Warning: file_get_contents(/data/phpspider/zhask/data//catemap/4/oop/2.json): failed to open stream: No such file or directory in /data/phpspider/zhask/libs/function.php on line 167

Warning: Invalid argument supplied for foreach() in /data/phpspider/zhask/libs/tag.function.php on line 1116

Notice: Undefined index: in /data/phpspider/zhask/libs/function.php on line 180

Warning: array_chunk() expects parameter 1 to be array, null given in /data/phpspider/zhask/libs/function.php on line 181
Python Mysql管道正在加载,但无法在scrapy中工作_Python_Scrapy - Fatal编程技术网

Python Mysql管道正在加载,但无法在scrapy中工作

Python Mysql管道正在加载,但无法在scrapy中工作,python,scrapy,Python,Scrapy,我正在尝试加载第二条管道,以便将条目写入mysql数据库。在日志中,我看到他正在加载,但之后什么也没有发生。甚至没有日志记录。这是我的管道: # Mysql import sys import MySQLdb import hashlib from scrapy.exceptions import DropItem from scrapy.http import Request class MySQLStorePipeline(object): def __init__(self):

我正在尝试加载第二条管道,以便将条目写入mysql数据库。在日志中,我看到他正在加载,但之后什么也没有发生。甚至没有日志记录。
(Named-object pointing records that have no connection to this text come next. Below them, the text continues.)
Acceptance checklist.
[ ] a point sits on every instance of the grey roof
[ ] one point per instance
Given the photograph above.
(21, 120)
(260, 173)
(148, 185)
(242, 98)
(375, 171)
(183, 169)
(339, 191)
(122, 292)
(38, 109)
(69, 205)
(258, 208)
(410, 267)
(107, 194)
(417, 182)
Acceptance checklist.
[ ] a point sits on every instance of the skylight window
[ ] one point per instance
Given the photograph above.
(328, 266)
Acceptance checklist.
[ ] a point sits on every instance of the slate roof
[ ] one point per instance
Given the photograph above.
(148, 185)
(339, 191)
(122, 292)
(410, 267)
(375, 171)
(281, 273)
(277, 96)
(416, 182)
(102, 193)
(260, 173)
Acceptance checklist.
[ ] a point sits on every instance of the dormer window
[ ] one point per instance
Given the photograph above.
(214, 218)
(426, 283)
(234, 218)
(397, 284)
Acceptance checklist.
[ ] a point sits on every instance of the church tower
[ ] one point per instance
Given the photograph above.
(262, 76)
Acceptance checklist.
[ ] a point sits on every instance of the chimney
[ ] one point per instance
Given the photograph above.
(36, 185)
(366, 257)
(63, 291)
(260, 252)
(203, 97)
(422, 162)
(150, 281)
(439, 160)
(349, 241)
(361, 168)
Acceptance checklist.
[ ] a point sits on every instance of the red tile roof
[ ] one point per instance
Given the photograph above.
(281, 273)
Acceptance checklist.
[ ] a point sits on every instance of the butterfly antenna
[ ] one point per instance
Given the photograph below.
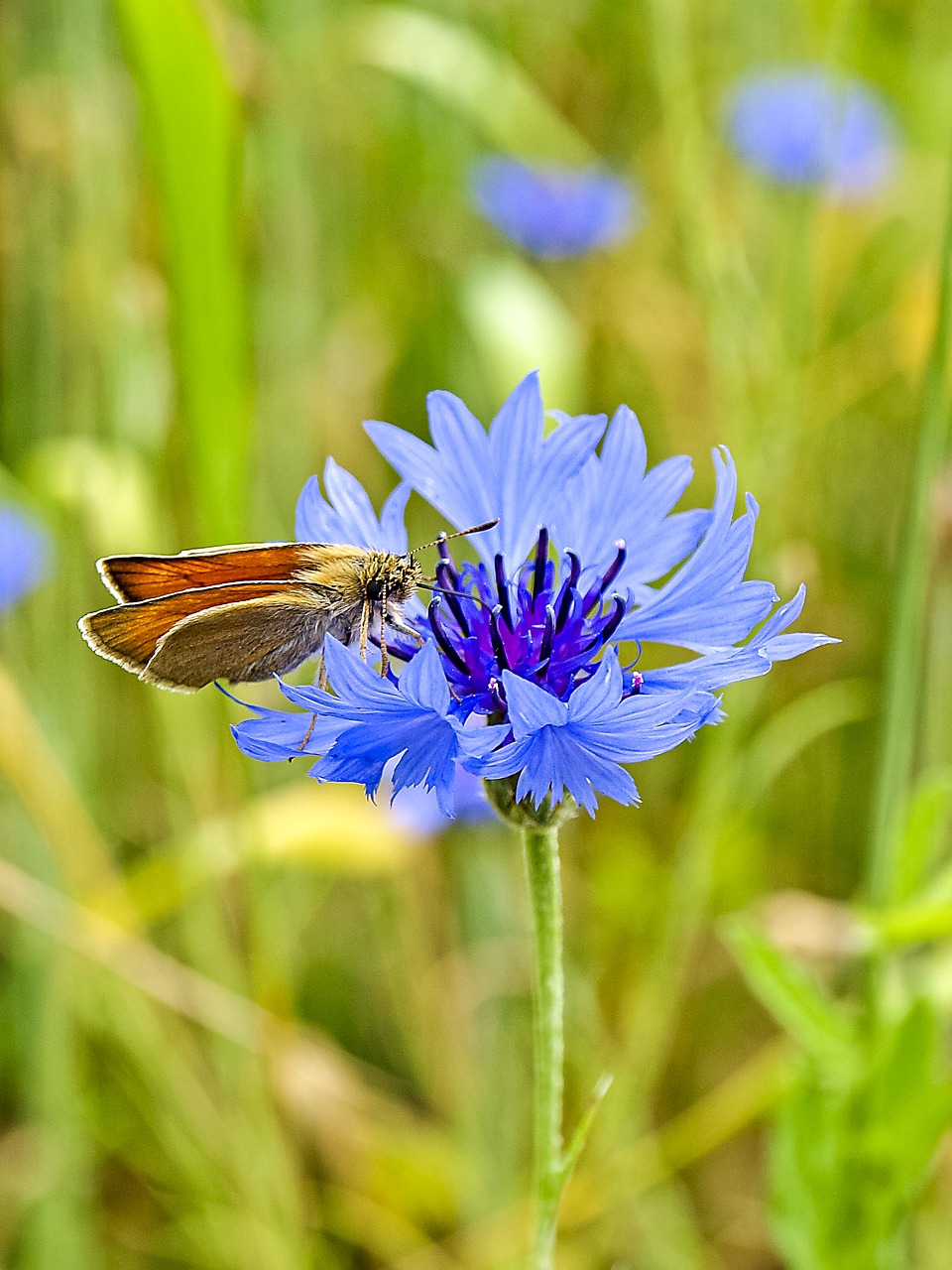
(458, 534)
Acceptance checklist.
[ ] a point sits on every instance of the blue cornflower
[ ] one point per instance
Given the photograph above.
(417, 811)
(24, 553)
(803, 127)
(555, 211)
(517, 670)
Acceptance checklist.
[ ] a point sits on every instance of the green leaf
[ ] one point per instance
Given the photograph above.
(520, 324)
(791, 994)
(467, 73)
(191, 125)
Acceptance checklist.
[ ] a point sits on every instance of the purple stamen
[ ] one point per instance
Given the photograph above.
(538, 576)
(498, 645)
(544, 652)
(445, 580)
(498, 695)
(443, 639)
(611, 626)
(565, 595)
(607, 578)
(503, 590)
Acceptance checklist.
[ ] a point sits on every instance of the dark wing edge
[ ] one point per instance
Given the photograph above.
(244, 643)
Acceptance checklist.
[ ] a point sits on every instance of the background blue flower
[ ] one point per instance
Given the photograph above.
(805, 127)
(24, 556)
(555, 211)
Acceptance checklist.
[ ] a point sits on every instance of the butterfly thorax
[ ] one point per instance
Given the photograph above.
(356, 574)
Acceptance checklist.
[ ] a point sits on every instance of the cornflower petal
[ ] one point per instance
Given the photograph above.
(576, 746)
(615, 497)
(379, 720)
(273, 735)
(707, 603)
(516, 472)
(527, 636)
(719, 668)
(347, 516)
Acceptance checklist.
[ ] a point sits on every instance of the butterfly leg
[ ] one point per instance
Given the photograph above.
(365, 629)
(384, 653)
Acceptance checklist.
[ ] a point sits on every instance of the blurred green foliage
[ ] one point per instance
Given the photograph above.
(246, 1024)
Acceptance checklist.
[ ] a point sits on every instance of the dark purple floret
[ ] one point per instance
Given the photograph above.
(538, 624)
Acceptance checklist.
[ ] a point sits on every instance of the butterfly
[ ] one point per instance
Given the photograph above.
(248, 612)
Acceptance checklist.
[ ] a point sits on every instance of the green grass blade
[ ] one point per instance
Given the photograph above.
(191, 122)
(904, 666)
(471, 76)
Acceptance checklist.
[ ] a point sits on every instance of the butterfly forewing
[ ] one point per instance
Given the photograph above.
(148, 576)
(130, 634)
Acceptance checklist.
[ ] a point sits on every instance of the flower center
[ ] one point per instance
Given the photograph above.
(539, 624)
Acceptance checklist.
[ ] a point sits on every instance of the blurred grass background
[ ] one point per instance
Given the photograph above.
(250, 1023)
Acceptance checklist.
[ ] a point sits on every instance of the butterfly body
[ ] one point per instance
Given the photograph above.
(244, 612)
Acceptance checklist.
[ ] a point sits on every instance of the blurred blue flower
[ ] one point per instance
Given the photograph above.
(555, 211)
(525, 642)
(24, 553)
(803, 127)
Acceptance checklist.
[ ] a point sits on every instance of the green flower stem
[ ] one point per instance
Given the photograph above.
(540, 848)
(553, 1165)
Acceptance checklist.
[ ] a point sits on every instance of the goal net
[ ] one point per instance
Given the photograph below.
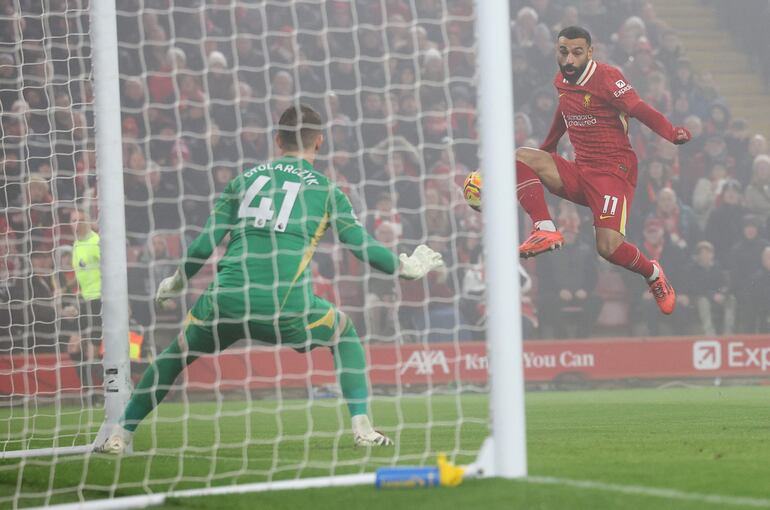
(202, 84)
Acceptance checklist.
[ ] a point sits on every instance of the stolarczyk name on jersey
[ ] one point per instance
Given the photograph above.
(305, 175)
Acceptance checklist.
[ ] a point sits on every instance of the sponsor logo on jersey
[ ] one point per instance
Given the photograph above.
(623, 90)
(579, 120)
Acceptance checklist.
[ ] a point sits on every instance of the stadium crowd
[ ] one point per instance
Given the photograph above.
(202, 83)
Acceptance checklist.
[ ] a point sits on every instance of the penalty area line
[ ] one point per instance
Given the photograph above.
(715, 499)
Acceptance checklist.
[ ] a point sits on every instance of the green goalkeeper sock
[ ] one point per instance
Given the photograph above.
(350, 363)
(154, 386)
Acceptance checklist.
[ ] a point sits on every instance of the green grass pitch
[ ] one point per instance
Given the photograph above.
(674, 448)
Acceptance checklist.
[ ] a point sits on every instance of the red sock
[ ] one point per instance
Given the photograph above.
(629, 256)
(529, 189)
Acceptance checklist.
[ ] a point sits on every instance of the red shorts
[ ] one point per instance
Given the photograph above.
(608, 189)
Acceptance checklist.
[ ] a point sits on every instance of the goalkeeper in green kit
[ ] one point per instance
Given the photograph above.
(275, 214)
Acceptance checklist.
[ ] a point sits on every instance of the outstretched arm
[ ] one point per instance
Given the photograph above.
(369, 250)
(218, 225)
(558, 128)
(657, 122)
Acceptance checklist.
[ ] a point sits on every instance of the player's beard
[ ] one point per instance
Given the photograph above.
(572, 78)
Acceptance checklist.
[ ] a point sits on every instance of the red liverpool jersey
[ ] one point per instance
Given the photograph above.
(595, 111)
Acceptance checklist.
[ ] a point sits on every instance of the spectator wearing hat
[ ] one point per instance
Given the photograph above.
(567, 290)
(759, 319)
(679, 221)
(707, 283)
(641, 66)
(699, 165)
(540, 109)
(525, 77)
(724, 224)
(757, 197)
(523, 29)
(744, 262)
(684, 81)
(657, 177)
(744, 165)
(706, 192)
(670, 51)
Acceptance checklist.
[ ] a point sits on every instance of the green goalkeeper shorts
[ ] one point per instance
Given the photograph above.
(207, 331)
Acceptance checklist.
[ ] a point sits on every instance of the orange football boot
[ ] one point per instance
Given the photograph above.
(663, 292)
(540, 241)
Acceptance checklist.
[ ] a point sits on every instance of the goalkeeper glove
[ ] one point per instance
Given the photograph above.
(170, 287)
(419, 263)
(681, 135)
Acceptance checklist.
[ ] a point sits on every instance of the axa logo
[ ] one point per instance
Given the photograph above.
(425, 362)
(707, 355)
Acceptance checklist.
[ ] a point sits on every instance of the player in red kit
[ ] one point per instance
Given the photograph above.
(595, 105)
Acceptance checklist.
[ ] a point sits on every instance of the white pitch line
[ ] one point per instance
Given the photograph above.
(715, 499)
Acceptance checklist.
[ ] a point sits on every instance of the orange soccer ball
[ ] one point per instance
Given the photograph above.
(472, 190)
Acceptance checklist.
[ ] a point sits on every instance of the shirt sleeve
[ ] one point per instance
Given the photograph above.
(219, 224)
(618, 91)
(355, 237)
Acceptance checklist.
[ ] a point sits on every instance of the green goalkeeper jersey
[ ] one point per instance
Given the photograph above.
(275, 214)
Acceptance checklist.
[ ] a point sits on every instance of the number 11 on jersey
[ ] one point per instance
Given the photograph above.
(264, 211)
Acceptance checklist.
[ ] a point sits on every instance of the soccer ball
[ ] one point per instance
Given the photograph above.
(472, 190)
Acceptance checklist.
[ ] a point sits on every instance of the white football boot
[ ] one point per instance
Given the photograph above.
(365, 435)
(118, 442)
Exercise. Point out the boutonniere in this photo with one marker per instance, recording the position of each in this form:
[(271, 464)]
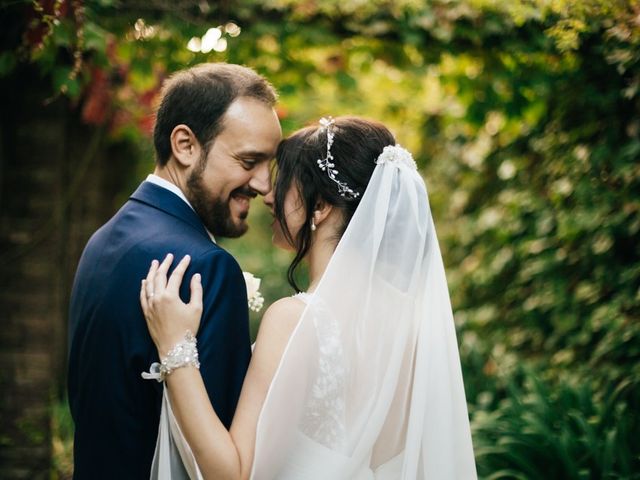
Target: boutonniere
[(256, 300)]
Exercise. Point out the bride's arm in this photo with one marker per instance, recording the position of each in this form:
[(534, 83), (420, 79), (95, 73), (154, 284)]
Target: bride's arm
[(218, 452)]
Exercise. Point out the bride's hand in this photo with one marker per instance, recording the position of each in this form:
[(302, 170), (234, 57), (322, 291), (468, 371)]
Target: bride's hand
[(167, 316)]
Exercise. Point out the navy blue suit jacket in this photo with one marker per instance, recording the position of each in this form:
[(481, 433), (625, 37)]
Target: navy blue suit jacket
[(116, 412)]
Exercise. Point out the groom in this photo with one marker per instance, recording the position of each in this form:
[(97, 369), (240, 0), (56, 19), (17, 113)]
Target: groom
[(215, 134)]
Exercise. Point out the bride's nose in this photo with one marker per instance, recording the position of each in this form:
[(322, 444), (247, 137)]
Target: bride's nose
[(269, 199)]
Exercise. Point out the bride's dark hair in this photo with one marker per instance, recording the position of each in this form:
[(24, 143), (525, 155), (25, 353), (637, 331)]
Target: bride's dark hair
[(357, 143)]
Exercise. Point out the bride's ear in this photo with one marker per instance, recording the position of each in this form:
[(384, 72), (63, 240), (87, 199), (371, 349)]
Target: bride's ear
[(321, 212), (185, 148)]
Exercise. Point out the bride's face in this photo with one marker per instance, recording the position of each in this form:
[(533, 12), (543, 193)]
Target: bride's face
[(294, 215)]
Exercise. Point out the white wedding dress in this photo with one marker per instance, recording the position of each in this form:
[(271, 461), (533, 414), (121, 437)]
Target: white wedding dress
[(370, 384)]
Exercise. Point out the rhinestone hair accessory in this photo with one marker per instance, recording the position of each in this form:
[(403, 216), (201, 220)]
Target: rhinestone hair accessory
[(396, 155), (326, 164)]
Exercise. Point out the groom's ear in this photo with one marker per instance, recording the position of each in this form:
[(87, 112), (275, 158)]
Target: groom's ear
[(184, 146)]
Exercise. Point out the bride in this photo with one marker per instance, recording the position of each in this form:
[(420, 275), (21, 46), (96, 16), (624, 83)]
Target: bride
[(357, 378)]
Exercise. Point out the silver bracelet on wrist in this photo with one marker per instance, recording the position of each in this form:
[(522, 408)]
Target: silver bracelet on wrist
[(183, 354)]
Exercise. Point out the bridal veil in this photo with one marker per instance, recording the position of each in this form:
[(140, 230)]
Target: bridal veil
[(370, 384)]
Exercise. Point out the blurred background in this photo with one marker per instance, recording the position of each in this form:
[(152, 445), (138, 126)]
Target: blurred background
[(523, 115)]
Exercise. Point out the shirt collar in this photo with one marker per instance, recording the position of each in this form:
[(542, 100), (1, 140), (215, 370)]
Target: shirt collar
[(161, 182)]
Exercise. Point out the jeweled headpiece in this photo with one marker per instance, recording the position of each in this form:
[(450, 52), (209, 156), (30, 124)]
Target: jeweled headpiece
[(326, 163)]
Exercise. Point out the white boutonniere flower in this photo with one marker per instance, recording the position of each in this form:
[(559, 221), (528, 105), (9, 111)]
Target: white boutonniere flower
[(256, 300)]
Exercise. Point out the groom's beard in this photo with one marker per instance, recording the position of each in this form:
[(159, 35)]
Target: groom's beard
[(213, 212)]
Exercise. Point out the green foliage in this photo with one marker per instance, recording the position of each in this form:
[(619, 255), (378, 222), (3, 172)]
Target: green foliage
[(568, 431), (524, 116)]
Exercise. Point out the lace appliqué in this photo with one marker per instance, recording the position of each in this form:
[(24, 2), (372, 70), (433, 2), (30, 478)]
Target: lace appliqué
[(324, 413)]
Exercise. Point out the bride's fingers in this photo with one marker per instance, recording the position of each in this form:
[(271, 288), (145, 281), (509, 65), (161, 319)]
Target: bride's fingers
[(143, 297), (160, 279), (148, 283), (173, 285), (196, 292)]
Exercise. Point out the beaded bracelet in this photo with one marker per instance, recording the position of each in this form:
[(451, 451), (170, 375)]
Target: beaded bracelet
[(183, 354)]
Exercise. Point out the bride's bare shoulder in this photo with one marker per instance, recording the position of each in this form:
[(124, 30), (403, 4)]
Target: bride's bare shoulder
[(281, 317)]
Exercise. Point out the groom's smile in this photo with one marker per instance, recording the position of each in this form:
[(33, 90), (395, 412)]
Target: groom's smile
[(236, 167)]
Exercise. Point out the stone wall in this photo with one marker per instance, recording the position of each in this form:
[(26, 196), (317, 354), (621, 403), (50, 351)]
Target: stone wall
[(57, 185)]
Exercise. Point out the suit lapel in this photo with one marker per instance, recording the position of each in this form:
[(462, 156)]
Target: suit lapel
[(168, 202)]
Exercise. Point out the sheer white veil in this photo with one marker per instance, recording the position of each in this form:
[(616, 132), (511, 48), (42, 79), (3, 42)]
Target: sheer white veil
[(370, 384)]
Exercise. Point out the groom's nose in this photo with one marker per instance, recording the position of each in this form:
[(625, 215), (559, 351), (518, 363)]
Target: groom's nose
[(269, 199), (261, 179)]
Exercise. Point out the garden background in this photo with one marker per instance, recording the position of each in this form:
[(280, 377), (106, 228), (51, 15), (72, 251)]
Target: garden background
[(523, 116)]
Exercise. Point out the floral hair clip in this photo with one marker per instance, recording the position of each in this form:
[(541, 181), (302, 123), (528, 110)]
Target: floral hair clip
[(326, 164)]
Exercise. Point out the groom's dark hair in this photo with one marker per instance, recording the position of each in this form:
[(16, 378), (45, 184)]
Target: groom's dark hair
[(199, 97)]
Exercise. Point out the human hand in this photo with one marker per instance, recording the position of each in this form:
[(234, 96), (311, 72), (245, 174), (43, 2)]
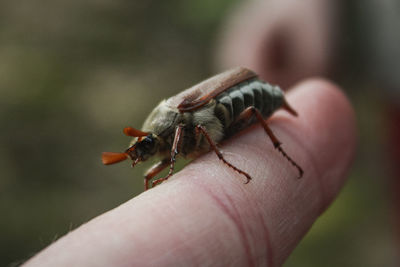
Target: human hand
[(284, 41), (205, 216)]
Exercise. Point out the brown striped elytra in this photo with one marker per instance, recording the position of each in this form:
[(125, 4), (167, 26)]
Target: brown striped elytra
[(216, 108)]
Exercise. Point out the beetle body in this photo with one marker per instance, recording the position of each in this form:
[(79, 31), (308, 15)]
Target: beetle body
[(192, 122)]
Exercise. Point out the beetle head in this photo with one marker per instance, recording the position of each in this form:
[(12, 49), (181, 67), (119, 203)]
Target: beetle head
[(146, 145)]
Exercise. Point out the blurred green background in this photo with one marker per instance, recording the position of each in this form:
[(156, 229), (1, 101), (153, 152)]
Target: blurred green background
[(74, 73)]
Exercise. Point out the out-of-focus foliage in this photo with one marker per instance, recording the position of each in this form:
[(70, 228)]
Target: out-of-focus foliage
[(74, 73)]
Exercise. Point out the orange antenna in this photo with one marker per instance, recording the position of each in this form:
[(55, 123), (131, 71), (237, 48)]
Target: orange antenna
[(111, 157), (129, 131)]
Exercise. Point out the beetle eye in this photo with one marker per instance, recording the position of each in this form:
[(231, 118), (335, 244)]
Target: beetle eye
[(148, 141)]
这是我的管道:

# Mysql
import sys
import MySQLdb
import hashlib
from scrapy.exceptions import DropItem
from scrapy.http import Request

class MySQLStorePipeline(object):
  def __init__(self):
    self.conn = MySQLdb.connect(host="localhost", user="***", passwd="***", db="***", charset="utf8", use_unicode=True)
    self.cursor = self.conn.cursor()

def process_item(self, item, spider):

        CurrentDateTime = datetime.now().strftime("%Y-%m-%d %H:%M:%S")
        Md5Hash = hashlib.md5(item['link']).hexdigest()
        try:
                self.cursor.execute("""INSERT INTO apple (article_add_date, article_date, article_title, article_link, article_link_md5, article_summary, article_image_url, article_source) VALUES (%s, %s, %s, %s, %s, %s, %s, %s)""", (CurrentDateTime, item['date'], item['title'], item['link'], Md5Hash, item['summary'], item['image'], item['sourcesite']))
                self.conn.commit()

        except MySQLdb.Error, e:
                print "Error %d: %s" % (e.args[0], e.args[1])

        return item
class CleanDateField(object):

        def process_item(self,item,spider):
                from dateutil import parser
                rawdate = item['date']

                #text replace per spider so parser can recognize better the datetime
                if spider.name == "macnn_com":
                        rawdate = rawdate.replace("updated","").strip()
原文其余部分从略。